Do zdarzenia doszło w sobotę (21 maja) po godzinie 22.00. Policjanci patrolujący ulice miasta zauważyli dziwne zachowanie kierowcy audi. Na widok policjantów zatrzymał się na środku ulicy Plac Wolności, po czym z impetem i piskiem opon ruszył w kierunku ulicy Strażackiej.

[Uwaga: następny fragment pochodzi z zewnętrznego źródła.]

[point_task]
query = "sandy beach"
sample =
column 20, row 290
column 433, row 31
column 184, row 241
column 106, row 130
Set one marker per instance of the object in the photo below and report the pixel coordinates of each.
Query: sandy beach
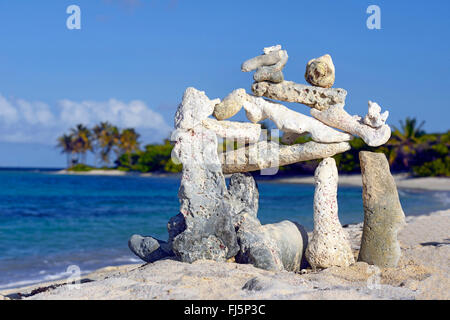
column 421, row 274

Funkcjonariusze ruszyli za nim. W celu zatrzymania kierowcy użyli sygnałów świetlnych i dźwiękowych. Mężczyzna nie reagował jednak ani na sygnały, ani na wydawane polecenia. W trakcie ucieczki łamał kolejne przepisy ruchu drogowego i stwarzał zagrożenie dla innych kierowców i pieszych: wyprzedzał inne pojazdy na przejściu dla pieszych, nie sygnalizował manewrów skrętu, nie stosował się do znaków pionowych ani poziomych, zmuszał inne pojazdy do zmiany pasa lub zjazdu na chodnik w celu uniknięcia zdarzenia. Do pomocy w schwytaniu uciekiniera skierowano kolejny radiowóz. Poruszający się nim mundurowi ustawili blokadę na ulicy 11 listopada. Kiedy mężczyzna prowadzący audi zauważył blokadę, chciał ją ominąć, po czym stracił panowanie na autem, zjechał na chodnik i uderzył w słup oświetleniowy, zatrzymując się na miejskiej ławce. Następnie opuścił uszkodzony samochód i zaczął uciekać pieszo. Został schwytany przez policjantów na ulicy Nowej.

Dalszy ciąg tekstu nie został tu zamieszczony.